Cytochrome c and Apoptosis

细胞色素 c 和细胞凋亡

• 批准号: 0109366
• 负责人: Gary Pielak
• 金额: $ 10万
• 依托单位: University of North Carolina at Chapel Hill
• 依托单位国家: 美国
• 项目类别: Standard Grant
• 财政年份: 2001
• 资助国家: 美国
• 起止时间: 2001-09-01 至 2003-08-31
• 项目状态: 已结题
• 来源: https://www.nsf.gov/awardsearch/showAward?AWD_ID=0109366&HistoricalAwards=false
• 关键词: Cytochrome; Apoptosis

Cytochrome c and apoptosis activating factor-1 (apaf-1) are the judge andjury of mitochondrially-mediated programmed cell death (apoptosis). Theirinteraction seals a cell's fate by launching a tightly controlled program that endsin cellular disintegration, and imbalances in this regulation are associated withcancer, neurological diseases, and heart disease. Given the biological andmedical relevance of this protein-protein reaction, it is surprising that itsmolecular basis is unknown. The broad long-term goal of this project is todetermine the molecular basis for the interaction between cytochrome c andapaf-1. The main hypotheses are: a) Cytochrome c uses the same cationicpatch to interact with apaf-1 and its redox partners. b) Apaf-1 uses specificanionic patches to interact with cytochrome c.The specific aims are 1) Quantify apaf-1 / cytochrome c binding, 2) Identifyprobable binding sites on apaf-1 and cytochrome c, 3) Test the binding sites.Sedimentation equilibrium methods will be used to quantify binding, butalternative methods are also discussed. Probable binding sites on the WD repeatdomain of apaf-1 have been identified in modeling studies, and the redox-partnerbinding site on cytochrome c has been known for many years. The siteswill be tested by using site directed mutagenesis. To ensure that biologicallysignificant data are obtained, the variants will first be assessed by using a quickand biologically relevant caspase activation assay. Once the biologicallyrelevant residues have been identified, the biophysics of the variants will becharacterized. Circular dichroism spectropolarimetry will be used to assess theirintegrity. Sedimentation velocity experiments on apaf-1 variants will be used toassess their effects on intraprotein interactions. Sedimentation equilibriumtechniques from aim 1 will be used to quantify their effects on the free energyand stoichiometry of complex formation.
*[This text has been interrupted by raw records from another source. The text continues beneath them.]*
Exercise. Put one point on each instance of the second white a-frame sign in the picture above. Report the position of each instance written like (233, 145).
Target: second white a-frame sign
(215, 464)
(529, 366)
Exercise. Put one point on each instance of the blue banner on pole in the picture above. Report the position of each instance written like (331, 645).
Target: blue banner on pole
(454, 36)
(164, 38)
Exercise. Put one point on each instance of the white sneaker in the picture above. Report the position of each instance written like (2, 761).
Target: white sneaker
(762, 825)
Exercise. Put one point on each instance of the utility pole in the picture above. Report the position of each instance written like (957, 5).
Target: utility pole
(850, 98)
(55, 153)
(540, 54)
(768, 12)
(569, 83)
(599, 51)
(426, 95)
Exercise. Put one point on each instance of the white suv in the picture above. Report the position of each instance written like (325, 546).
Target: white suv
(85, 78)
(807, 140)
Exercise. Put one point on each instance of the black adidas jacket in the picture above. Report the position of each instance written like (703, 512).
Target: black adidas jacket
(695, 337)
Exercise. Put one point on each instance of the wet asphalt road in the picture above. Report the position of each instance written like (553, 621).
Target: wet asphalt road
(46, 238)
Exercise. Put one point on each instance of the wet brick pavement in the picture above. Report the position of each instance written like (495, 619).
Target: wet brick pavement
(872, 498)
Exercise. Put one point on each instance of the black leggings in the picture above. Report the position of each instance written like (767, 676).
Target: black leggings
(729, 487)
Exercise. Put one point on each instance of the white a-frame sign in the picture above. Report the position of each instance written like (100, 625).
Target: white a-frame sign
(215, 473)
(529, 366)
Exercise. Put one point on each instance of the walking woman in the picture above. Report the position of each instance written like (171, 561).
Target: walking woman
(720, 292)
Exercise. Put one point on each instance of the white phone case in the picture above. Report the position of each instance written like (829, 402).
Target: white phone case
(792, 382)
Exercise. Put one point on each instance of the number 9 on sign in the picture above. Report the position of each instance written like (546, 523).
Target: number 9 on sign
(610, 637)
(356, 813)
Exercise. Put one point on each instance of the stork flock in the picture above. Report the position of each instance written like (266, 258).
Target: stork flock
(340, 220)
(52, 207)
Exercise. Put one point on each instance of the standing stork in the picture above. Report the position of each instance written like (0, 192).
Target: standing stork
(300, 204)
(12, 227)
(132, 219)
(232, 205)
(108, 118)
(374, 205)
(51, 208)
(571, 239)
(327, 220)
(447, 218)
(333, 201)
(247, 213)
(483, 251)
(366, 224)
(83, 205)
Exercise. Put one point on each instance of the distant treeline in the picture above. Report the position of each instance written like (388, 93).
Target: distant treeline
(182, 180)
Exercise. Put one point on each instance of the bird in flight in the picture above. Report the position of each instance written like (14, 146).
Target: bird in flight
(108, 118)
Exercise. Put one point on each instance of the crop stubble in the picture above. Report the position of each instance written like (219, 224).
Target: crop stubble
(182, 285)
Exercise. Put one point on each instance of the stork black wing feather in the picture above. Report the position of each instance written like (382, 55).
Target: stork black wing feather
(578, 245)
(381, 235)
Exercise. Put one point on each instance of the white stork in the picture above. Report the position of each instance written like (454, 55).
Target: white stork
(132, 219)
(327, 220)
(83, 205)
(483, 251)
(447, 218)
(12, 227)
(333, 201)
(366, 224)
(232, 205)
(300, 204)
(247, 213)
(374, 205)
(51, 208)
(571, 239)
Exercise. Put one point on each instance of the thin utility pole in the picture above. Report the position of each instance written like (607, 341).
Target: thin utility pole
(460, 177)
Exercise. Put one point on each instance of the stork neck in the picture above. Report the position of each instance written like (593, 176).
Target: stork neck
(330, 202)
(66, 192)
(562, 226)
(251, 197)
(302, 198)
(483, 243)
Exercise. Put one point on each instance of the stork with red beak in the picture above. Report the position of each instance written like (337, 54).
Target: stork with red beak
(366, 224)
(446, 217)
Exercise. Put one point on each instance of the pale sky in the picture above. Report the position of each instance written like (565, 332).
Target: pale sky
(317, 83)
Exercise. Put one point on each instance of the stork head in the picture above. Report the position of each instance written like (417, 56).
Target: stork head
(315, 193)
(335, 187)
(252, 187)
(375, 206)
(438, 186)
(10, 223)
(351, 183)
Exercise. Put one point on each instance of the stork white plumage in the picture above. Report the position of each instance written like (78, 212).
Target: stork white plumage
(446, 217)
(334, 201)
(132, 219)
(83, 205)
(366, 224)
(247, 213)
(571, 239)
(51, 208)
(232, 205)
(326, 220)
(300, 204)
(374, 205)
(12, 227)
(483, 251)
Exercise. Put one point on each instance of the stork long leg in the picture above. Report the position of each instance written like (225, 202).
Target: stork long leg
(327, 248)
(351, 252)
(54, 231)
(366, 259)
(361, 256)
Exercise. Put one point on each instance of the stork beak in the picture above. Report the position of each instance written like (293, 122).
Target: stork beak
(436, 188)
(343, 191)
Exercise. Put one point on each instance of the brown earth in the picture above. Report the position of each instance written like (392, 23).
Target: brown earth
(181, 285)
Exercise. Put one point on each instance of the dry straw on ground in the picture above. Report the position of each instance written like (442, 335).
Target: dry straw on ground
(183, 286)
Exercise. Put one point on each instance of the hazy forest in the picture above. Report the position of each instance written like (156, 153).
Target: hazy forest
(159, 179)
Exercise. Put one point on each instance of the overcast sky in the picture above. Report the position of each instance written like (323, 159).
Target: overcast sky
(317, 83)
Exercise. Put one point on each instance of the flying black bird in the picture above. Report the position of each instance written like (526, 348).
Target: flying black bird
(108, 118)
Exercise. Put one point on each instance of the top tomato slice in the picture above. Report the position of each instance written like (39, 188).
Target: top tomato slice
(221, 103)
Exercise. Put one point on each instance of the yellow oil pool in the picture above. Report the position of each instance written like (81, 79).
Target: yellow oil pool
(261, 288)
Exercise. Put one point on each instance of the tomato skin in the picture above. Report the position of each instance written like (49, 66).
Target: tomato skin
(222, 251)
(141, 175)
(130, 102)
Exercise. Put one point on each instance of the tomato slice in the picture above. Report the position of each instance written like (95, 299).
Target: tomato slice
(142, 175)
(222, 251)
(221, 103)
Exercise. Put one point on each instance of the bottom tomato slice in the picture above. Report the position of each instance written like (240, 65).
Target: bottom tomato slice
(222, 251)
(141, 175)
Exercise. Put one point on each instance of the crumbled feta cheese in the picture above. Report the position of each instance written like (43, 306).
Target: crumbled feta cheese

细胞色素c和凋亡激活因子-1(APAF-1)是线粒体介导的细胞程序性死亡的判断和标志。它们的相互作用通过启动一种严格受控的程序来封存细胞的命运，这种程序最终导致细胞解体，而这种调节的失衡与癌症、神经疾病和心脏病有关。考虑到这种蛋白质-蛋白质反应的生物学和医学相关性，令人惊讶的是它的分子基础尚不清楚。该项目的长期目标是确定细胞色素c和apaf-1相互作用的分子基础。主要假设是：a)细胞色素c使用相同的阳离子补丁与APAF-1及其氧化还原伙伴相互作用。2)APAF-1利用特定的阴离子斑块与细胞色素C相互作用，其具体目的是1)定量APAF-1/细胞色素C的结合，2)确定APAF-1和细胞色素C上可能的结合部位，3)检测结合部位。在模型研究中已经确定了APAF-1 WD重复结构域上可能的结合部位，而细胞色素c上的氧化还原伙伴结合部位已经知道很多年了。这些网站将通过定点突变进行测试。为了确保获得具有生物学意义的数据，首先将使用快速和生物相关的半胱氨酸天冬氨酸酶激活试验对变异进行评估。一旦确定了与生物相关的残基，变异体的生物物理特性就会被表征。将使用圆二色光谱旋光法来评估它们的完整性。APAF-1变异体的沉降速度实验将被用来评估它们对蛋白质内相互作用的影响。来自目标1的沉积平衡技术将被用来量化它们对络合物形成的自由能和化学计量的影响。